Recall that $D\tau_v$ is an isomorphism between two representations of $TM_p$ and that $D^2(g\circ\tau)_v$ is a symmetric bilinear form defined on a representation of $TM_p$.

EDIT. I write the details of the second part. An element $h\in TM_p$ admits, as representative, a smooth curve $\gamma$ s.t. $\gamma(0)=p$; modulo the chart $\phi$, $h$ is identified to the unique vector $(\phi^{-1}\circ \gamma)'(0)\in\mathbb{R}^d$.

Proposition 2. The maximal dimension of the subspaces of the tangent space $TM_p$ of $M$ at $p$, on which $D^2g_v$ is negative definite, is $q$. This result does not depend on the chosen chart.

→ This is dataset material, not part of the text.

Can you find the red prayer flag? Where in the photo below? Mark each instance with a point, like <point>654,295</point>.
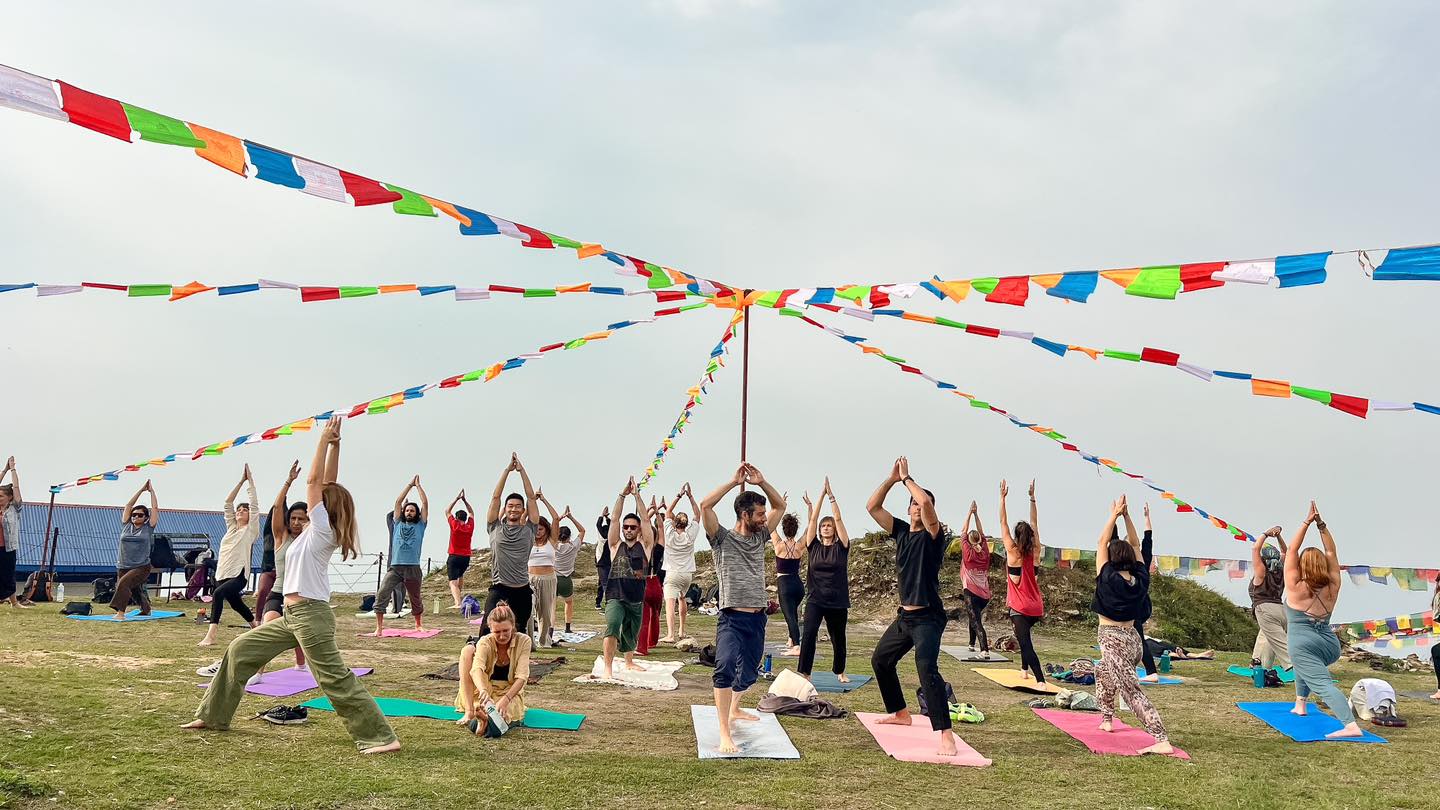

Proof. According to (*), the maximum is $\geq q$. Now, let $E$ be a subspace of $TM_p$ of dimension $r$ on which $D^2g_v$ is negative definite. There is a transition map $\tau$ associated to the decomposition $E\oplus E^{\perp}$; then $P^TKP$ is in the form $diag(X_r,Y_{n-r})$ where $X_r$ is symmetric $<0$. Note that $X_r$ has $r$ negative eigenvalues and, consequently, $r\leq q$.

0
On

The comments to your question cover it pretty well, but the key piece that I think you might be missing is that (assuming appropriate conditions on the derivatives) the Hessian matrix $H$ is symmetric.

At a critical point $\mathbf P_0$, the first-order derivatives vanish, so we have the Taylor expansion $$F(\mathbf P_0+\mathbf v)=F(\mathbf P_0)+\frac12\mathbf v^TH\mathbf v+O(\|\mathbf v\|^3),$$ that is, the behavior of $F$ near $\mathbf P_0$ depends largely on the quadratic form $Q(\mathbf v)=\mathbf v^TH\mathbf v$. If this form is positive-definite, $F$ increases in every direction, i.e., it has a local minimum at $\mathbf P_0$; if it’s negative-definite, it decreases in every direction—a maximum; if neither, then it increases in some directions and decreases in others. This is where the Morse Index and Sylvester’s Law of Inertia come in. One can find an orthogonal basis of eigenvectors of $H$ in which $Q(\mathbf v)=\sum\lambda_ix_i'^2$, where the $\lambda_i$ are the corresponding eigenvalues. The overall shape of the quadric surface $Q(\mathbf v)=0$ is entirely determined by the signs of these eigenvalues: where positive, $Q$ increases in that direction, where negative, $Q$ decreases.

A subspace spanned by eigenvectors with negative eigenvalues is clearly one on which $Q$ is negative-definite—we’re only including directions in which it decreases—and if you take all of those eigenvectors, you’ll get a maximal subspace with this property.